Vediamole nello specifico.
- Il primo errore è lessicale: stiamo parlando di legalizzazione e non di liberalizzazione. Sono due cose ben diverse, e spiace informare il procuratore che i mercati della droga (tutti) sono già liberalizzati, visto che i prodotti si possono comprare (certo, illegalmente) su tutto il territorio nazionale a qualsiasi ora del giorno e della notte. Il secondo errore – contenuto sempre nella prima affermazione — è invece ben più grave, perché il procuratore sembra dimenticare che esistono svariate sostanze “legalizzate” che fanno male, in primis alcol e tabacco, che secondo qualsiasi ricerca sul tema sono molto più pericolose per la salute dei cittadini rispetto alla cannabis:
- Spiace ancora che il procuratore utilizzi un artifizio retorico per portare nuovamente alla ribalta una tesi che è stata ampiamente smentita da più fonti, quella della cosiddetta “Gateway Drug theory” o “teoria della droga di passaggio”, che si è dimostrata nel tempo inventata di sana pianta dal Federal Bureau of Narcotics e dal suo fantomatico direttore Harry Jacob Anslinger. Vi rimando per approfondire alla relativa pagina di Wikipedia.

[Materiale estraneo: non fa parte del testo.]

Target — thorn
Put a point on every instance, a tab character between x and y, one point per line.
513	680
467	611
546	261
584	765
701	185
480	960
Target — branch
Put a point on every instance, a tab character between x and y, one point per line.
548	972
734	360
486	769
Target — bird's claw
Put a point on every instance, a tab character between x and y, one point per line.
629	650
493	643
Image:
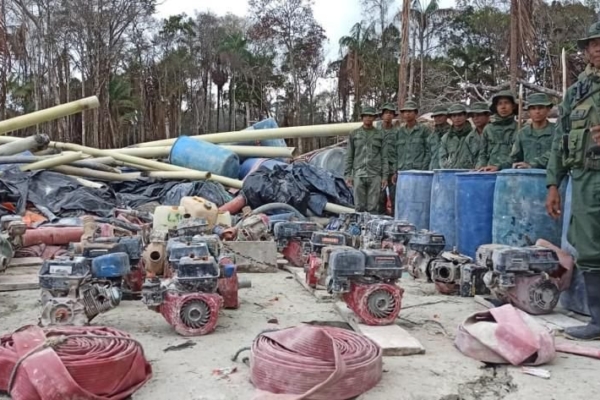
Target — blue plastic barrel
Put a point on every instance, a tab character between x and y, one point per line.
474	210
442	216
111	265
252	164
203	156
413	196
520	216
268	123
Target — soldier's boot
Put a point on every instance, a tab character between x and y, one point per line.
591	331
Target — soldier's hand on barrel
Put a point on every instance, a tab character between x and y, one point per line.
521	165
489	168
553	202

- Sulla relazione tra legalizzazione della cannabis e crimini abbiamo già avuto modo di citare uno studio di Davide Dragone, Giovanni Prarolo, Paolo Vanin e Giulio Zanella dell’Università di Bologna, che si concentra sull’analisi dei dati provenienti da Washington e Oregon, stati che hanno progressivamente legalizzato la cannabis (compresa la cannabis ricreativa) negli ultimi anni. Le conclusioni sono sorprendenti, dato che meccanismi “diversi ma complementari” potrebbero addirittura portare a un calo della criminalità: «In primo luogo, un mercato della cannabis pienamente legalizzato riduce il coinvolgimento delle organizzazioni criminali del traffico di droga. In secondo luogo, permette alla polizia di deviare le risorse verso la prevenzione di crimini non correlati alla cannabis. Un effetto rafforzato se i dispensari di cannabis adottano misure di sicurezza. In terzo luogo, l’uso di cannabis determina una varietà di effetti psicoattivi, che comprendono uno stato di rilassamento ed euforia (Hall et al., 2001; Green et al, 2003), e può quindi ridurre la probabilità di impegnarsi in attività violente. Ciò si ottiene, in particolare, se la cannabis è un sostituto per le sostanze che inducono alla violenza come l’alcol, la cocaina e le anfetamine (DiNardo e Lemieux, 2001; Williams et al., 2004)».
Per ora è tutto, ma mi aspetto nuove sorprese dalla prossima intervista del procuratore, che magari con il tempo e con un’informazione corretta cambierà idea, come ha fatto il dott. Cantone, che dopo qualche perplessità iniziale adesso è favorevole alla legalizzazione della cannabis.